А когда над Ладором опустился полог темной ночи, поднялась эта черная кошка по лестнице на деревянный помост, установленный вдоль стен, по которому днем расхаживали дозорные. Знала она, что ночью спят борейцы, уверенные в том, что в это время никто не отважится на штурм. Спят и во дворце, и в сторожевых башнях. Но знала также кошка, что самострелы они с помоста не уносят, оставляют, прислонив к стене рядом с колчанами, полными стрел, — на случай, если тревога вдруг заставит всех на стены выйти, чтобы отразить возможный приступ.
По времени ночному, зимнему только пять стражников, поставленные на помосте, должны были следить за спокойствием внутри подворья и за его пределами — не бродят ли под стенами подозрительные люди, не собирается ли кто проникнуть во дворец. И так далеко друг от друга они стояли, что не видели товарищей своих, поэтому лишь перекликались на всякий случай в темноте: «Поглядывай! Посматривай! Послушивай!»

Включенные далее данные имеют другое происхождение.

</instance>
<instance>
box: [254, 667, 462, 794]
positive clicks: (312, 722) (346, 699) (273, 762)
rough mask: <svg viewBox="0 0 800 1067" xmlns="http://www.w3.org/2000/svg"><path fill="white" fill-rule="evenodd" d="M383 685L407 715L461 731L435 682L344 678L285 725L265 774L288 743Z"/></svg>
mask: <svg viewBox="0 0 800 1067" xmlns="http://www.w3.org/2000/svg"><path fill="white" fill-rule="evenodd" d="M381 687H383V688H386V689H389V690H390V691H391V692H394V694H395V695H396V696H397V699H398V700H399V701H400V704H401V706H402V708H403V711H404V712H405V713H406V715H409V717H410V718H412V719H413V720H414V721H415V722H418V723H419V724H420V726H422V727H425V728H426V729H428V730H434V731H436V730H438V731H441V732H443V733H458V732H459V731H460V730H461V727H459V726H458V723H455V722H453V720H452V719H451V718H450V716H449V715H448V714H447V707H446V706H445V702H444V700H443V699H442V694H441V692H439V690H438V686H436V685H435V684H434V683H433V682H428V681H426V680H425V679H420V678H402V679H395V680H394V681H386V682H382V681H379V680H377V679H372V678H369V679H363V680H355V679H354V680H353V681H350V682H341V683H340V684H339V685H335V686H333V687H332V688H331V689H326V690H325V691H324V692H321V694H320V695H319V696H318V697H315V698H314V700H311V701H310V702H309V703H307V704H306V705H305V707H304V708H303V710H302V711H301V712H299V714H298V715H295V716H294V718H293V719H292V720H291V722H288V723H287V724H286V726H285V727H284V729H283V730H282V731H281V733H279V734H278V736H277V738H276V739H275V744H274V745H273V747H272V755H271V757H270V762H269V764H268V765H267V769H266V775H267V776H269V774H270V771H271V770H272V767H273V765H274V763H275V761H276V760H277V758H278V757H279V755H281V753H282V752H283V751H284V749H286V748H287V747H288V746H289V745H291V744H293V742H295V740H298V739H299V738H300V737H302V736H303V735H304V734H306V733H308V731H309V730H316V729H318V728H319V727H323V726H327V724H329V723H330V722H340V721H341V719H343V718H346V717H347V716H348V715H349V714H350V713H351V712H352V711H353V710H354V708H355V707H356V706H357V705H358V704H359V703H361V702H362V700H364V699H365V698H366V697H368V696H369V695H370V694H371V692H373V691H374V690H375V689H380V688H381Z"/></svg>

И где же им было заметить черную кошку, бесшумно поднявшуюся на помост! Воины не видели ее, зато она прекрасно различала во мраке их фигуры, но гораздо сильнее привлекали ее внимание прислоненные к стене самострелы, и вот подкралась она к одному из них. На задние лапы приподнявшись, опершись передними о железное луковище, стала перегрызать острыми зубами тетиву пеньковую. Вмиг перегрызла, и в мочалку превратилась тетива крученая. Вполне довольно было, чтобы самострел негодным стал.
Так, бегая от самострела к самострелу, перегрызала кошка их тетивы. Чуть ли не до самого рассвета трудилась. Если первые две-три сотни одолела она без всякого труда, то потом стала уставать, зубы на пятой сотне уже притупились, на седьмой едва ли не под корень источились, но кошка все грызла и грызла тетивы, а уж потом и когти ее острые в ход пошли.